Other partnerships are evident in the research and studies listed below.
Radiation Emission, Exposure, and Risk Evaluations
- Medical X-Ray Exposures
The CRCPD and FDA conduct the Nationwide Evaluation of X-ray Trends (NEXT). This collaborative Federal-State survey program is the sole mechanism in the United States for acquiring and updating nationally representative baseline data on medical x-ray exposures, image quality, and related clinical practice. During the surveys, information is collected on radiographic technique factors, patient x-ray exposure, x-ray beam quality, image quality, film processing quality, and darkroom fog. The survey results for a given year represent a statistically valid "snapshot" of x-ray exposure and related factors for that type of examination in the U.S. In FY 2000, computed tomography (CT) surveys are underway incorporating major improvements in survey methodology (electronic submissions, etc.).

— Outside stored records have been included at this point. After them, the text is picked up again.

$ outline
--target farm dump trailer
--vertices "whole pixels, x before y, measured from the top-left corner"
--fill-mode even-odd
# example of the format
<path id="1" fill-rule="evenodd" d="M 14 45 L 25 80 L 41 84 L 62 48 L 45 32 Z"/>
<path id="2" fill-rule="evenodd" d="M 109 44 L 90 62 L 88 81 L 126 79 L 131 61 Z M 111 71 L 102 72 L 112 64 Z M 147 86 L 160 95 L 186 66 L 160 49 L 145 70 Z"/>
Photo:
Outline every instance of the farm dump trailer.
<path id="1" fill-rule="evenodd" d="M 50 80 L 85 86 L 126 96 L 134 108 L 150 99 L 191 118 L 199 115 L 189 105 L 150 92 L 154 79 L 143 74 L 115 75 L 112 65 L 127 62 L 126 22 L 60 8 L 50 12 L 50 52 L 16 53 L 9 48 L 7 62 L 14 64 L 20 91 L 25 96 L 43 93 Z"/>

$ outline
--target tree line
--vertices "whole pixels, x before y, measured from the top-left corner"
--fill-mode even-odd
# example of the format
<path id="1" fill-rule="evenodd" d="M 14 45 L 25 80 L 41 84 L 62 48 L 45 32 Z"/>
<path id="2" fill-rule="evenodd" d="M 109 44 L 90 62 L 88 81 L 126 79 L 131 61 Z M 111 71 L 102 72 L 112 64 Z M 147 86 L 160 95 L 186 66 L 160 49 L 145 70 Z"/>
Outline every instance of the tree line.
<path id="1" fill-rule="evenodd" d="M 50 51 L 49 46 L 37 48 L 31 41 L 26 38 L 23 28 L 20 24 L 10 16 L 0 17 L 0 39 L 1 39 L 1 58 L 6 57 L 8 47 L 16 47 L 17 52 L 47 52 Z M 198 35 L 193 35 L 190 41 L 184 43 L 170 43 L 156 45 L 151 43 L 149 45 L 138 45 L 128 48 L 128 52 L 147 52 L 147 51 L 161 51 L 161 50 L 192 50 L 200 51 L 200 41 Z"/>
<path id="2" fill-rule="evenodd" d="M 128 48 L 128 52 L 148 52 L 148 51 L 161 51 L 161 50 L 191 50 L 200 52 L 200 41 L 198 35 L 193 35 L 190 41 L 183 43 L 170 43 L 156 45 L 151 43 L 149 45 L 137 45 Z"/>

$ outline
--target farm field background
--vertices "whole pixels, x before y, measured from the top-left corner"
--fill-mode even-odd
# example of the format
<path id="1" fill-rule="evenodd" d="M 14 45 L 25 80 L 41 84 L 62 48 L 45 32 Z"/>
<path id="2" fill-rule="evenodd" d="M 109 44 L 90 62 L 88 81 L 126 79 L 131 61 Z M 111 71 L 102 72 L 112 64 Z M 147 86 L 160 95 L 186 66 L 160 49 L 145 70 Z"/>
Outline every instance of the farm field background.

- Mobile Telephone Measurements
We are leading the development of an international standard for evaluating the radiofrequency (RF) radiation dose to users of hand-held wireless handsets, including cellular and personal communications service (PCS) telephones (see "Leveraging" section under "Postmarket Programs.").
- Mobile Telephone Bioeffects Research
In an effort to spur research on the possible health effects of RF emissions from wireless phones, we established a Cooperative Research and Development Agreement (CRADA). The focus of the research is on two study topics: epidemiology and mechanistic studies related to toxicity. We are seeking input from government, industry, and scientific and technical experts.
- Suntanning Cancer Risk
FDA established an inter-Center Photosciences Network to collaborate on ways to improve safety from exposures to ultraviolet (UV) radiation. Our Center established a research facility and, with a multi-disciplinary team from the National Cancer Institute, Washington Hospital Center, Philips Research Laboratories and FDA’s Center for Food Safety and Applied Nutrition, investigated biomarkers for testing and standardizing human skin response to UV. In addition, we are conducting research on cell death mechanisms from ultraviolet-A exposure and have calculated an average annual solar UV dose based on data from the Environmental Protection Agency. This information is necessary to assess the relative increased risk of skin cancer resulting from use of ultraviolet-emitting electronic products.
See the Regulatory Science and Standards section for the following:
- Information Disclosure to Diagnostic X-Ray Assemblers;
- Electronic Anti-Theft Systems;
- Amendments to Fluoroscopy and Laser Standards; and
- X-Ray Personnel Screening (People Scanners).
Surveillance and Compliance for Radiological Products
We reviewed approximately 63 percent of the nearly 6000 product reports and annual reports submitted by manufacturers documenting compliance with standards and radiation quality control and testing programs. Based on these reports, laboratory tests, field tests, and inspections, we issued over 60 noncompliance letters and disapprovals of radiation testing programs and assisted the field staff with over 30 import detentions.